Thursday, April 23, 2009

Legacy of 47

It is a truly remarkable feat, that since the end of the British Raj, India has maintained a relatively stable and well functioning democracy. In a country with such a large, mainly rural and poor population, rife with ethnic, religious and linguistic difference, India's democratic institutions and tradition deserve praise.

Of course, India's modern history has its dark moments, such as the suppression of Sikh rights and the invasion of the Harmandir Sahib complex in 1984. In addition, various Hindu-Right governments have used their influence to stoke communal conflict and violence against Muslims. Its not perfect, but as the elections currently taking place show, India proves that a largely developing and heterogeneous country needn't suffer the pains of dictatorship or obscurantism.

The day Viceroy Mountbatten lowered the Union Jack from Indian soil for the last time, Mohammad Jinnah raised the flag of the believers to the west, in the newly created nation of Pakistan. Since then, a nation built largely on religious homogeneity, Pakistan's relationship with democracy has been uneasy at best. There seems to be an oscillation between resurgent democracy and outright military dictatorship that moves with sine-wave regularity. However, today, as Indians go the polls, Pakistanis are left to deal with a civilian government that has ceaded parts of the country to Sharia Law and Talibinization.

The capitulation of the Swat Valley bodes badly for whatever public confidence Islamabad may have had up to this point. The increasing polarization of the population between moderate, secular forces and Islamic fundamentalists sympathetic to the Taliban's obscurantist vision of the faith, is being felt not only in the far flung provinces of the northwest, but also in major urban centers such as Lahore and Karachi. In the meantime, Washington has unequivocally raised the level of rhetoric and has just stopped short of saying that all would be done to prevent Islamabad from falling.

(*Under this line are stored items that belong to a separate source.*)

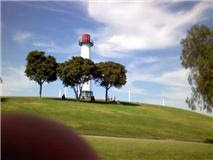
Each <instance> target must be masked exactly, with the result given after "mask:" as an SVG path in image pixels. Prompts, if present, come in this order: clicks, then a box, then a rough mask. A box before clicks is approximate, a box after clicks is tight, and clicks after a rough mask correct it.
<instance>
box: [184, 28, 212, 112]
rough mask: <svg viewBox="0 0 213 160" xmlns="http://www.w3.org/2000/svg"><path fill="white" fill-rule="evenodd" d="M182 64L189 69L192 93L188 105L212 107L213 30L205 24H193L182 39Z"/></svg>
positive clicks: (192, 108) (191, 107)
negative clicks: (196, 24)
mask: <svg viewBox="0 0 213 160" xmlns="http://www.w3.org/2000/svg"><path fill="white" fill-rule="evenodd" d="M181 44H182V46H183V49H182V55H181V61H182V65H183V66H184V67H185V68H186V69H189V71H190V74H189V77H188V81H189V84H190V85H191V88H192V95H191V97H190V98H187V100H186V102H187V103H188V105H189V107H190V108H192V109H196V106H200V107H203V108H204V109H206V108H207V109H210V107H213V30H212V29H210V28H208V27H207V26H205V25H194V26H192V27H191V29H190V30H189V31H188V32H187V35H186V37H185V38H184V39H182V41H181Z"/></svg>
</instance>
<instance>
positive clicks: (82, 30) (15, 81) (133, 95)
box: [1, 1, 213, 109]
mask: <svg viewBox="0 0 213 160" xmlns="http://www.w3.org/2000/svg"><path fill="white" fill-rule="evenodd" d="M212 4H213V2H210V1H205V2H204V1H196V2H192V1H188V2H184V1H182V2H177V1H175V2H168V1H161V2H156V1H151V2H144V1H143V2H142V1H141V2H140V1H134V2H132V3H130V2H126V1H125V2H124V1H123V2H122V1H120V2H115V1H109V2H103V1H100V2H99V1H80V2H77V1H71V2H68V1H66V2H55V1H52V2H39V1H38V2H27V1H25V2H24V1H20V2H18V1H16V2H9V1H8V2H6V1H5V2H1V7H2V10H1V15H2V19H1V34H2V62H1V63H2V64H1V65H2V77H3V95H7V96H38V92H39V87H38V85H37V84H36V83H35V82H32V81H29V80H28V78H27V77H26V76H25V75H24V69H25V65H26V60H25V58H26V56H27V54H28V53H29V52H30V51H32V50H41V51H45V52H46V54H47V55H48V54H50V55H52V56H54V57H55V58H56V60H57V61H58V62H63V61H65V60H68V59H69V58H71V57H72V56H80V46H79V45H78V40H79V38H80V36H81V35H82V34H84V33H89V34H90V35H91V38H92V39H93V40H94V46H93V47H92V48H91V56H92V60H93V61H94V62H100V61H108V60H112V61H115V62H118V63H121V64H123V65H125V67H126V69H127V84H126V85H125V86H124V87H122V88H121V89H116V88H112V89H110V91H109V95H110V97H116V99H118V100H122V101H128V90H129V89H131V100H132V101H133V102H143V103H153V104H162V100H164V103H165V105H168V106H175V107H179V108H184V109H186V108H187V105H186V103H185V99H186V97H187V96H190V86H189V85H188V82H187V70H185V69H184V68H183V67H182V66H181V62H180V54H181V45H180V40H181V39H182V38H183V37H185V35H186V32H187V30H188V29H189V28H190V27H191V26H192V25H193V24H205V25H207V26H209V27H213V23H212V22H213V21H212V20H213V14H212V13H213V7H212V6H213V5H212ZM59 90H61V91H62V90H64V88H63V85H62V82H61V81H60V80H59V79H58V80H57V81H56V82H53V83H50V84H47V83H45V84H44V87H43V96H50V97H51V96H54V97H57V96H58V94H59ZM93 91H94V95H95V97H96V98H98V99H99V98H104V89H103V88H102V87H98V86H96V85H95V84H94V83H93ZM67 96H68V97H74V94H73V91H72V90H71V89H70V88H67Z"/></svg>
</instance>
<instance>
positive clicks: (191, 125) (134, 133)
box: [1, 97, 213, 160]
mask: <svg viewBox="0 0 213 160" xmlns="http://www.w3.org/2000/svg"><path fill="white" fill-rule="evenodd" d="M1 110H2V112H22V113H23V112H24V113H30V114H36V115H40V116H45V117H48V118H50V119H53V120H55V121H59V122H61V123H63V124H65V125H67V126H71V127H72V128H74V129H75V130H76V131H77V132H78V133H79V134H82V135H96V136H103V137H95V136H93V137H90V136H89V137H86V139H87V140H88V142H89V143H90V144H91V145H92V146H93V147H94V148H95V149H96V150H97V152H98V153H99V154H100V157H101V158H102V159H104V160H107V159H109V160H110V159H127V160H130V159H132V160H139V159H147V160H152V159H153V160H154V159H158V160H160V159H162V160H167V159H168V160H169V159H174V160H183V159H187V160H199V159H202V160H205V159H206V160H212V159H213V145H212V144H203V143H196V142H206V141H209V142H210V141H213V118H211V117H207V116H203V115H200V114H197V113H192V112H189V111H184V110H180V109H174V108H169V107H162V106H156V105H147V104H141V105H137V104H128V103H121V104H104V103H103V102H98V103H88V102H75V101H71V100H66V101H62V100H59V99H53V98H42V99H39V98H35V97H34V98H30V97H19V98H18V97H5V98H3V99H2V107H1ZM106 137H108V138H106ZM115 137H125V138H124V139H122V138H117V139H115ZM134 138H137V139H134ZM145 139H146V140H145ZM149 139H151V140H149ZM153 139H156V140H153ZM162 140H163V141H162ZM174 140H175V141H174ZM177 140H178V141H177ZM183 141H188V142H183ZM156 156H157V157H156ZM141 157H143V158H141Z"/></svg>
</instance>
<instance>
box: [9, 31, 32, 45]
mask: <svg viewBox="0 0 213 160" xmlns="http://www.w3.org/2000/svg"><path fill="white" fill-rule="evenodd" d="M31 37H32V33H30V32H17V33H15V34H14V36H13V40H14V41H17V42H19V43H23V42H25V41H27V40H29V39H30V38H31Z"/></svg>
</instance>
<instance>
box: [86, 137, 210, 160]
mask: <svg viewBox="0 0 213 160" xmlns="http://www.w3.org/2000/svg"><path fill="white" fill-rule="evenodd" d="M86 139H87V140H88V142H89V143H90V144H91V145H92V146H93V148H94V149H95V150H96V152H97V153H98V154H99V157H100V158H101V160H114V159H116V160H213V145H211V144H198V143H191V142H188V143H185V142H176V141H161V140H143V139H139V140H138V139H135V140H134V139H114V138H102V137H101V138H96V137H89V138H86Z"/></svg>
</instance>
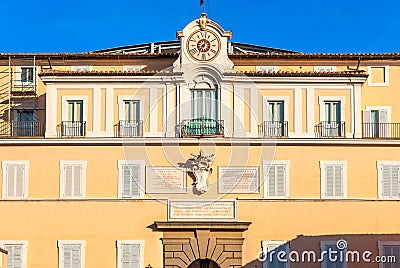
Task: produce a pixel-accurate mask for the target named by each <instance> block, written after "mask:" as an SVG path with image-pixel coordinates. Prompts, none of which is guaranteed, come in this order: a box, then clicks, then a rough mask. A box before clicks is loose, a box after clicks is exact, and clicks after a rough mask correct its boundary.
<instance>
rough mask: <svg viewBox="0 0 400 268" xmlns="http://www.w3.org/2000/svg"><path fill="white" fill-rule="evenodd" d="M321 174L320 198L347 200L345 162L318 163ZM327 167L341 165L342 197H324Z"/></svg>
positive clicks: (334, 160)
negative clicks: (344, 199)
mask: <svg viewBox="0 0 400 268" xmlns="http://www.w3.org/2000/svg"><path fill="white" fill-rule="evenodd" d="M319 164H320V165H319V166H320V173H321V198H323V199H344V198H347V160H334V161H319ZM328 165H341V166H342V171H343V178H342V181H343V196H337V197H336V196H326V192H325V188H326V171H325V167H326V166H328Z"/></svg>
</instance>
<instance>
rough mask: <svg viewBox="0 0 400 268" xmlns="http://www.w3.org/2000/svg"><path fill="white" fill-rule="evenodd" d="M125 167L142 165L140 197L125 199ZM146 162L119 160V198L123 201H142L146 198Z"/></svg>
mask: <svg viewBox="0 0 400 268" xmlns="http://www.w3.org/2000/svg"><path fill="white" fill-rule="evenodd" d="M124 165H140V174H141V175H142V176H141V177H140V181H139V187H140V191H139V196H131V197H123V191H122V190H123V169H122V166H124ZM145 166H146V164H145V161H144V160H118V198H123V199H140V198H144V189H145V188H144V183H145V176H146V175H145Z"/></svg>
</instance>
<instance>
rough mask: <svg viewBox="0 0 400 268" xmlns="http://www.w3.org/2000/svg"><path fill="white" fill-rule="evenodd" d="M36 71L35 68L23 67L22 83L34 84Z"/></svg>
mask: <svg viewBox="0 0 400 268" xmlns="http://www.w3.org/2000/svg"><path fill="white" fill-rule="evenodd" d="M34 70H35V69H34V68H33V67H21V82H23V83H24V82H28V83H33V79H34V77H35V76H34Z"/></svg>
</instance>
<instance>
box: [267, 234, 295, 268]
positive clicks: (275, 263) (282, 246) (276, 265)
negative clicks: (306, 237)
mask: <svg viewBox="0 0 400 268" xmlns="http://www.w3.org/2000/svg"><path fill="white" fill-rule="evenodd" d="M261 248H262V251H263V254H264V256H263V260H264V261H263V268H275V267H279V268H289V264H290V260H289V253H290V247H289V243H288V242H287V241H276V240H263V241H261Z"/></svg>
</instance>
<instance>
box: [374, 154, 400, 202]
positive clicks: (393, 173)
mask: <svg viewBox="0 0 400 268" xmlns="http://www.w3.org/2000/svg"><path fill="white" fill-rule="evenodd" d="M377 168H378V191H379V197H380V198H400V161H399V162H394V161H378V165H377Z"/></svg>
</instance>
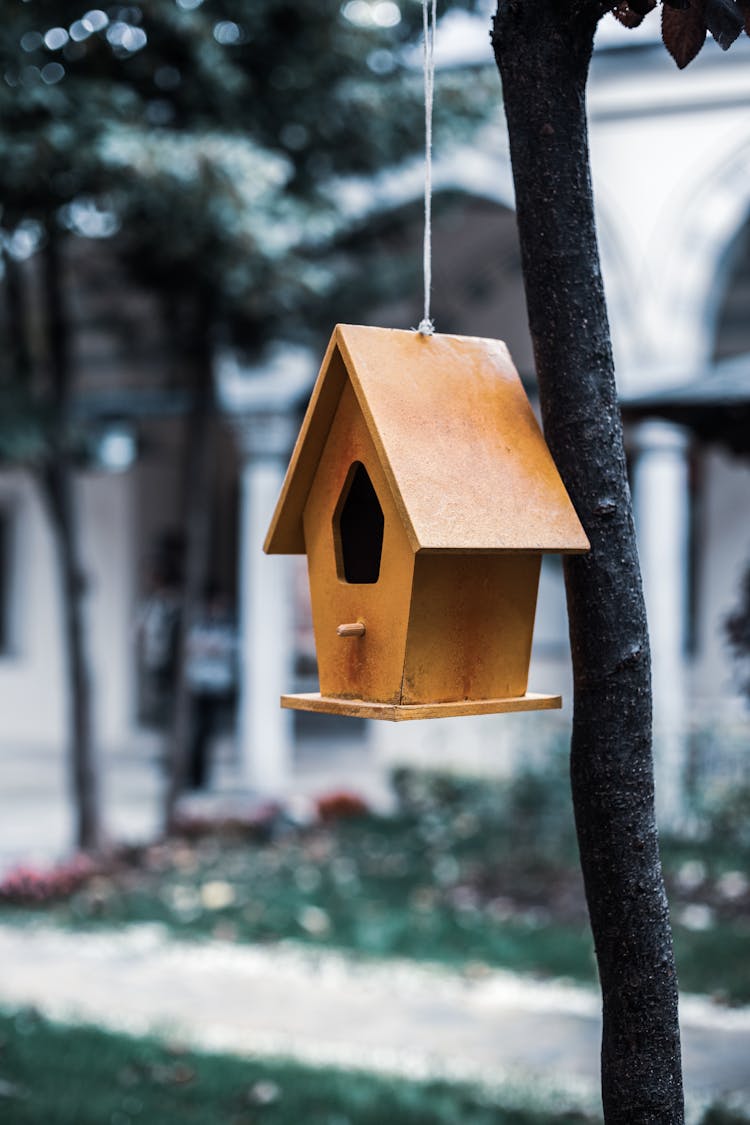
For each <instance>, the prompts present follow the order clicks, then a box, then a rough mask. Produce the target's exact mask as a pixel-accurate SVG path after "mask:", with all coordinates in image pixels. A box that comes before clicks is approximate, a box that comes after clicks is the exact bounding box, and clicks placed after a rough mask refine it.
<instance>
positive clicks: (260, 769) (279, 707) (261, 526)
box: [236, 409, 296, 796]
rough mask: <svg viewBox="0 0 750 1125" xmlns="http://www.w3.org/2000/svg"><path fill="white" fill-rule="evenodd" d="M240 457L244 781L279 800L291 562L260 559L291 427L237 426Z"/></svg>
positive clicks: (286, 723) (243, 774)
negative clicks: (240, 460) (240, 463)
mask: <svg viewBox="0 0 750 1125" xmlns="http://www.w3.org/2000/svg"><path fill="white" fill-rule="evenodd" d="M236 430H237V433H238V435H240V439H241V448H242V452H243V457H244V463H243V468H242V477H241V534H240V559H238V566H240V575H238V589H240V668H241V673H240V701H238V726H240V755H241V771H242V777H243V781H244V783H245V784H246V785H247V786H249V787H250V789H251V790H253V791H255V792H259V793H263V794H266V795H271V796H273V795H280V794H281V793H283V792H284V790H286V789H287V787H288V785H289V782H290V780H291V771H292V728H291V712H289V711H282V709H281V708H280V706H279V696H280V695H281V693H282V692H288V691H290V690H291V687H292V670H293V669H292V660H293V650H295V636H293V629H295V621H293V612H292V597H293V593H292V583H291V573H290V566H289V559H287V558H282V557H280V556H273V557H268V556H266V555H264V553H263V549H262V548H263V540H264V538H265V532H266V530H268V526H269V523H270V520H271V515H272V513H273V508H274V506H275V502H277V499H278V497H279V493H280V490H281V483H282V480H283V475H284V471H286V468H287V461H288V458H289V451H290V449H291V445H292V442H293V439H295V432H296V422H295V418H293V416H290V414H289V413H288V412H281V411H274V409H263V411H259V412H256V413H253V414H251V415H246V416H245V417H244V418H242V420H237V422H236Z"/></svg>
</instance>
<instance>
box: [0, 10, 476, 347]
mask: <svg viewBox="0 0 750 1125" xmlns="http://www.w3.org/2000/svg"><path fill="white" fill-rule="evenodd" d="M475 4H476V0H454V2H453V4H452V7H457V6H462V7H469V8H471V7H475ZM419 27H421V8H419V6H418V4H417V3H415V2H413V0H401V2H400V4H397V3H395V2H390V3H385V4H383V3H380V4H379V6H378V10H377V11H376V7H374V6H372V4H368V3H365V2H360V3H350V4H343V6H342V4H341V3H340V2H338V0H324V2H319V0H316V2H313V0H302V2H297V3H291V2H289V0H262V2H261V0H259V2H254V3H252V4H247V3H246V2H244V0H202V2H197V3H192V2H191V3H184V2H182V0H150V3H148V4H144V6H143V7H138V6H132V4H130V6H117V4H116V6H115V7H110V8H108V9H107V10H106V12H100V13H99V15H98V16H97V15H96V12H94V15H93V16H92V15H91V13H88V15H85V16H84V12H83V10H82V9H81V8H80V6H79V4H76V3H72V2H70V0H26V2H25V3H24V4H17V6H13V7H12V8H11V10H10V11H9V12H8V18H7V19H6V20H4V21H3V24H2V25H1V26H0V75H2V77H1V78H0V120H2V123H3V124H2V128H1V129H0V201H1V204H2V227H3V228H4V237H6V241H7V242H8V241H10V240H11V237H12V232H13V231H15V228H16V227H17V226H18V225H19V224H20V223H22V222H28V221H29V219H31V221H35V222H38V223H40V224H42V230H43V231H44V227H45V226H48V225H49V223H57V224H62V225H63V226H64V227H65V228H66V230H69V231H71V232H72V233H73V234H76V235H79V236H88V235H89V234H90V224H88V225H87V223H85V222H80V217H81V214H83V215H84V217H85V214H87V213H85V206H89V207H90V205H91V204H92V203H93V204H96V206H97V207H98V208H99V209H100V210H101V212H103V213H106V214H108V215H109V216H110V221H109V224H108V226H107V233H108V234H115V233H116V234H117V244H118V246H119V248H120V249H121V253H123V255H124V258H125V260H126V262H127V263H128V266H129V267H130V269H132V270H133V272H134V275H135V276H136V277H137V279H138V280H139V281H141V282H146V284H147V285H150V286H151V287H152V288H154V289H156V290H157V291H159V293H160V294H161V295H163V296H165V297H168V298H170V299H171V300H172V302H174V300H175V299H180V300H183V299H189V300H190V302H191V303H192V304H193V305H195V303H201V304H202V303H205V302H206V299H207V298H209V299H210V303H211V308H213V309H214V318H215V319H218V321H219V322H222V323H223V324H224V326H225V328H227V327H231V328H233V330H234V332H235V334H236V336H237V337H238V339H241V340H242V341H243V342H245V343H252V344H253V345H254V346H257V345H259V344H260V343H262V341H263V340H264V339H265V337H268V336H269V335H272V334H274V333H278V332H279V331H280V330H281V328H284V330H287V331H286V334H287V335H288V334H290V333H289V326H290V324H292V323H293V324H296V325H297V326H299V325H300V323H301V319H302V318H305V322H306V324H307V325H308V326H313V327H315V325H316V324H318V323H320V322H322V321H324V319H327V318H328V317H329V315H331V311H329V309H328V308H325V298H326V297H327V296H328V295H331V294H332V293H334V291H335V279H336V271H337V268H338V267H340V266H341V263H342V260H343V257H345V255H340V257H338V258H336V257H333V255H332V251H333V249H334V246H336V245H337V244H338V243H340V241H341V239H342V237H343V236H344V235H346V234H347V233H349V232H350V230H351V227H352V222H354V223H355V224H360V223H361V221H362V215H359V214H358V215H356V217H355V219H352V218H351V217H349V216H347V213H346V208H343V207H342V206H341V185H342V181H343V180H346V179H350V178H352V177H368V176H372V174H374V173H376V172H379V171H381V170H383V169H385V168H388V167H392V165H395V164H398V163H400V162H401V161H404V160H405V159H407V158H409V156H413V155H417V154H418V153H419V152H421V147H422V144H423V128H424V126H423V113H424V109H423V93H422V75H421V71H419V68H418V65H415V61H417V60H418V51H417V48H416V46H415V44H416V39H417V36H418V30H419ZM443 86H444V90H443V91H441V92H440V95H439V101H437V106H439V119H437V127H439V128H440V127H441V124H450V126H451V128H453V129H454V128H455V127H457V125H458V126H460V123H463V124H464V125H466V124H467V123H472V122H477V120H478V119H480V118H481V117H482V116H486V115H487V111H488V109H490V108H494V102H495V100H496V98H497V79H496V78H495V79H494V86H493V90H491V93H490V92H489V89H488V86H487V80H486V79H476V80H472V81H471V82H467V81H466V72H460V71H454V72H450V73H446V74H445V79H444V82H443ZM84 205H85V206H84ZM82 208H83V210H82ZM368 209H369V208H365V210H368ZM0 233H1V232H0ZM43 236H44V234H42V237H43Z"/></svg>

Pakistan is at a critical juncture in its history. It is unlikely that The Obama administration will sit back and continue to let Zardari's administration fail to reign in Taliban advances. If the ISI still has designs on Afghanistan as an imperial appendage of Pakistan, then it can only be done with implicit coorperation with murderous and regressive elements within the Islamist movement, which will ultimately spill its bile into the Pakistani Military and eventually the civil administration as well. The threat to India is perahps greatest, and nothing should frighten the West more than a conflict between an unstable Pakistan and an ascendant India, both nuclear states with a 60 plus year unsettled grudge.

As I have stated before, Pakistan will be the first serious international crisis of the Obama administration, excluding those he inherited. The legacy of 1947 is coming to a head. The final outcome of this endgame will likely effect not only South Asia, but the Middle East and the West as well. May God bless us all . . .

1 comment:

  1. There are a few more aspects as well, with respect to India and its democracy, which should merit a mention here.

    The main accused in the cases related to the mass-murder of nearly 4000 innocent Sikhs in 1984 and about 2000 Muslims in 2002, among other instances of communal violence have not only not been brought to justice, but have also successfully contested elections to India's parliament and various state legislatures, often winning with huge electoral margins. Some of them have been ministers in the government of India or in various state governments.

    For example, the chief minister of the state of Gujarat, Mr. Narendra Modi, has been accused of complicity, at worst, and deliberate inactivity, at best, during the anti-Muslim violence in 2002. One of his ministers, Ms. Maya Kodnani, has even been accused of leading a violent mob that killed more than 100 innocent people.

    Mr. Jagdish Tytler and Mr. Sajjan Kumar, who are among the main accused in the anti-Sikh violence in 1984, were granted tickets to contest the latest Lok Sabha elections from Delhi by the Congress party and their candidature was withdrawn only after an angry Sikh journalist threw a shoe at the home minister of India, during a press-conference.

    The sense of persecution and lack of hope for justice can and often does help provide fresh recruits for terrorist organisations, as has been written about at http://timesofindia.indiatimes.com/Riot-hit_regions_breed_terrorists/articleshow/3511536.cms .

    Another threat that looms large over India, at present, is the violent Maoist movement.